Die am Freitag von der US-Regierung beschlossene Sanktionsrunde verbietet den Export von Gütern, Dienstleistungen und Technologie zur Ölförderung an die russischen Firmen Rosneft, Gazprom, Gazprom Neft, Lukoil und Surgutneftegas. US-Unternehmen haben bis zum 26. September Zeit, die Geschäftsbeziehungen einzustellen. Vor allem für Exxon ist das eine schlechte Nachricht. Das Unternehmen ist 2011 eine umfangreiche Partnerschaft mit dem staatlich kontrollierten Ölförderer Rosneft eingegangen. 3,2 Milliarden Dollar (2,5 Mrd Euro) wurden bereits ausgegeben, um in der russischen Arktis nach Öl und Gas suchen zu können. Das sollte eigentlich nur der Auftakt sein: Laut Kremlchef Wladimir Putin könnten Exxon und Rosneft bis zu 500 Milliarden Dollar investieren.
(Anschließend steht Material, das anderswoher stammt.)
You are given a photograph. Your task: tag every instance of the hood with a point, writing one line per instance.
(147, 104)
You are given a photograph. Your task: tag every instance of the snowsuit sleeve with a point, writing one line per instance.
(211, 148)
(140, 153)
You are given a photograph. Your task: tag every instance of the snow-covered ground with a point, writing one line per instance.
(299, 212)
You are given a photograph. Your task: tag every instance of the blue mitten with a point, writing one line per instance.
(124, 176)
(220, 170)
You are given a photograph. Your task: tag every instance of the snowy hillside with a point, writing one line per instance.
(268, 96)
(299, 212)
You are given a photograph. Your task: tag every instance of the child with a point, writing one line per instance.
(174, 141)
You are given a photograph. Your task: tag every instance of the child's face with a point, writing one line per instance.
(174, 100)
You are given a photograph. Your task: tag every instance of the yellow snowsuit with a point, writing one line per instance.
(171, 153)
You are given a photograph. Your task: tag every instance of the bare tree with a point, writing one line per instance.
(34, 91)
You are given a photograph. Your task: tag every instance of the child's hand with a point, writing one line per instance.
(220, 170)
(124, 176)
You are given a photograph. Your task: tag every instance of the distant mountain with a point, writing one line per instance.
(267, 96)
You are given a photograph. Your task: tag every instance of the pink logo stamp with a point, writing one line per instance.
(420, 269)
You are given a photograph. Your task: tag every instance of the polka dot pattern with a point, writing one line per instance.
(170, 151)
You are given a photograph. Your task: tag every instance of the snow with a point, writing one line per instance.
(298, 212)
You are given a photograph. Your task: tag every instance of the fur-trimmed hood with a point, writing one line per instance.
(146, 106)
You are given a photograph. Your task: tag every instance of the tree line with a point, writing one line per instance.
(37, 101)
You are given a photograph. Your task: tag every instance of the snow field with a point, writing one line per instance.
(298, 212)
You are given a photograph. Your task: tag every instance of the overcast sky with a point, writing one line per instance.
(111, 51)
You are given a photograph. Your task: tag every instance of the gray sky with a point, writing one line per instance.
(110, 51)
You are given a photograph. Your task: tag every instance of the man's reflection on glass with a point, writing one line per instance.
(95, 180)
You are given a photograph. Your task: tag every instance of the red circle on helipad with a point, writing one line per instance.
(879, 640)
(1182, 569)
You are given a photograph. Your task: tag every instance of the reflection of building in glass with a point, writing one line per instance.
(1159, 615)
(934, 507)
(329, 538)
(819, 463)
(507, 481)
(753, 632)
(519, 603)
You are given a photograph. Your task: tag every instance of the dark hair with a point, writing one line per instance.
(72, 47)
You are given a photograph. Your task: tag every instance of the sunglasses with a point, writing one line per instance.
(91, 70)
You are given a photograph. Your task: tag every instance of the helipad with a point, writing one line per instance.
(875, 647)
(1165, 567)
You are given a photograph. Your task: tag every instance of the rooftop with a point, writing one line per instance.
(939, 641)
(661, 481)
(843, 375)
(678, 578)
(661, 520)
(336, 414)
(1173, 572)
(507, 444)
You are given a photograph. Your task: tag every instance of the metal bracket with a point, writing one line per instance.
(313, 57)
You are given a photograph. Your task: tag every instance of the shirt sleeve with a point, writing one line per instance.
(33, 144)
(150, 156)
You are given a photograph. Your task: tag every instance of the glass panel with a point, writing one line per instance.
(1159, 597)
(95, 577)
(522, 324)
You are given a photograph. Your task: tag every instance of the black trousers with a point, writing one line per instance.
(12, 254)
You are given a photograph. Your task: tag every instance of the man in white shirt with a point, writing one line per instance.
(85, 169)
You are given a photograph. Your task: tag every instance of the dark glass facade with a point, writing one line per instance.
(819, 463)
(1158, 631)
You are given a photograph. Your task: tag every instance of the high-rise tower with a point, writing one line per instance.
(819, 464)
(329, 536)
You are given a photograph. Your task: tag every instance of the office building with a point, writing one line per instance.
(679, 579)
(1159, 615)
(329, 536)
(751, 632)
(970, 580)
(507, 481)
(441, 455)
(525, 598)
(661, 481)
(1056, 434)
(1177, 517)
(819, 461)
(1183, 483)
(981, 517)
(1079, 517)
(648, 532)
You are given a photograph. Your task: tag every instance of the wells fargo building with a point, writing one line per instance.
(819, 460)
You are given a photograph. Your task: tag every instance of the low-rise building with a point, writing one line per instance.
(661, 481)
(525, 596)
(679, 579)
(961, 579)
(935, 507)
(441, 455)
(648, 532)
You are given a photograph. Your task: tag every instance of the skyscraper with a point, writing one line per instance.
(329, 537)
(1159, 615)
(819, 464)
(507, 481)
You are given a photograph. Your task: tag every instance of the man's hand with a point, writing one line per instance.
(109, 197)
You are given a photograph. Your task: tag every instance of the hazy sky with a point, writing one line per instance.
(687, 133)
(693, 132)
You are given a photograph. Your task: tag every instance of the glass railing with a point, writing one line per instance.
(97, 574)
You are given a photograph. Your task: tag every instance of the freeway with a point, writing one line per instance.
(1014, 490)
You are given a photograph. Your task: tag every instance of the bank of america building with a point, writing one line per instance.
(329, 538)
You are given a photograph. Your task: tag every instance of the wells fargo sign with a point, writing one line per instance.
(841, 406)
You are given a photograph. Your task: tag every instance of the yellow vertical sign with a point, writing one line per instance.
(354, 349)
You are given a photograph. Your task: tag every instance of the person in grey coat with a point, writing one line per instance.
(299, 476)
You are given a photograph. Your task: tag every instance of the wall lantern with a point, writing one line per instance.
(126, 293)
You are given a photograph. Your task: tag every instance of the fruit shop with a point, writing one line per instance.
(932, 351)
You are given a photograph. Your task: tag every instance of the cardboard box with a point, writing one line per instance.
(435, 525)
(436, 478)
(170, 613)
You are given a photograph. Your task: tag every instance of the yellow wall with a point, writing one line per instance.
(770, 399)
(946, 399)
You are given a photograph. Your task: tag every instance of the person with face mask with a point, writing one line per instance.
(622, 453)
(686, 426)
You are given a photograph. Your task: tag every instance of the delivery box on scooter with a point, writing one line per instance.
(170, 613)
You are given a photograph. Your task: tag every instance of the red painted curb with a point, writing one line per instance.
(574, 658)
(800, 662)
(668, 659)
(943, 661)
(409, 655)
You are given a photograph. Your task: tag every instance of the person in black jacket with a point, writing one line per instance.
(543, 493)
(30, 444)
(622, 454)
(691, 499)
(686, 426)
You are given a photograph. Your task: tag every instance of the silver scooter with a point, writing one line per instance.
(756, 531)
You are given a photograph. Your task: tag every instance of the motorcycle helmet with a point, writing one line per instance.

Putin hatte erst Anfang August mit großen Worten persönlich den Startschuss für das russisch-amerikanische Milliardenprojekt gegeben. Mit den gemeinsamen Probebohrungen von Rosneft und Exxon in der Karasee zeige die internationale Wirtschaft "Pragmatismus und gesunden Menschenverstand". Die beiden Unternehmen kooperieren bereits auf Ölfeldern in Sibirien und vor der ostrussischen Insel Sachalin.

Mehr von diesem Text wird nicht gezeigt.